Proposals to create the district were unveiled in 1957.[2] The election to create the district was held on April 29, 1959. 977 persons voted in ten voting districts, with 916 of them voting in favor and the others voting against. The proposal included moving portions of the Manilla Community School District into the Manning district. 34 residents in that area voted in favor of moving into Manning, while the other 14 voted against.[3]

The Manning district began operations on July 1, 1959.[2] It comprised land in the counties of Audubon, Carroll, Crawford, and Shelby, with 105 sections of land in total. About 6.5 sections were taken from the Manilla district.[3]

Manilla CSD sued to stop or reverse creation of the district, citing an Iowa law on the eligibility of voters to vote on the creation of the district.[4] The Carroll County District court judge William C. Hanson decided that the Manning district should remain, and in 1960 the Iowa Supreme Court ruled in the same way as Hanson.[2]

Circa 1968 the board of Carroll County decided that the Manning Community School District would absorb the Eden Township School District and the Templeton Independent School District. The two districts were to file appeals to the district court of that county.[5] In 1974, the three school districts and the Carroll Community School District decided that the Eden and Templeton districts would be divided between the Carroll and Manning districts; Carroll got about 89% and 75%, respectively, of the land of the Templeton and Eden districts, with the Manning district taking the remainders.[6]

The district had 563 students in the 1995–1996 school year. In the 2004–2005 school year it had 511 students.[1]

In fall 2008 the Manning district and the IKM Community School District began whole grade-sharing, in which one district sent its students to another district's school for the whole day. This arrangement meant that the two districts consolidated their students into each other's schools.[7]

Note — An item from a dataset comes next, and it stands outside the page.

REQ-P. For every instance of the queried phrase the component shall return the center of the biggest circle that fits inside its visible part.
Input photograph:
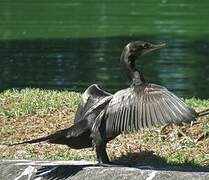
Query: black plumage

On July 1, 2011, it merged with the IKM district to form the IKM–Manning Community School District.[8] The merger vote, held on Tuesday April 6, 2010, was in favor of consolidation: the vote tally at the Manning poll station was 477–20; the tallies in Irwin and Manilla, respectively, were 206-26 and 190–20.[9] During the consolidation process, the IKM and Manning school boards continued to operate while a temporary joint school board was also set up.[10]

References

  1. "Facts." Manning Community School District. August 6, 2007. Retrieved on July 17, 2018.
  2. "Manning School Reorganization Upheld". Carroll Daily Times Herald. Vol. 91, no. 57. Carroll, Iowa. 1960-03-08. pp. 1, 11. - See clipping of first and of second page at Newspapers.com.
  3. "School Board Vote at Manning June 4". Carroll Daily Times Herald. Vol. 90, no. 119. Carroll, Iowa. 1959-05-20. p. 1. - Clipping at Newspapers.com.
  4. "School Unit at Manning Held Valid". The Sioux City Journal. Sioux City, Iowa. 1960-03-09. p. 1. - Clipping at Newspapers.com.
  5. "Templeton, Eden to Appeal Attachment to Manning Area". Carroll Daily Times Herald. Vol. 99, no. 231. Carroll, Iowa. 1968-09-30. pp. 1, 8. - Clipping of first and of second page at Newspapers.com.
  6. "Boards Divide Assets, Liabilities of Districts". Carroll Daily Times Herald. Vol. 104, no. 156. Carroll, Iowa. 1973-07-03. pp. 1–2. - Clipping of first and of second page at Newspapers.com.
  7. "Education." City of Manilla. Retrieved on July 17, 2018.
  8. "REORGANIZATION & DISSOLUTION ACTIONS SINCE 1965-66 Archived 2018-06-19 at the Wayback Machine." Iowa Department of Education. Retrieved on July 20, 2018.
  9. "Manning-IKM consolidation wins approval". Daily Times Herald. 2010-04-07. Retrieved 2018-07-17.
  10. Wiser, Mike (2011-03-07). "Schools in small towns continue to consolidate". The Waterloo Courier. Waterloo, Iowa. pp. A1, A11. - Clipping of first (see graphic) and of second page at Newspapers.com.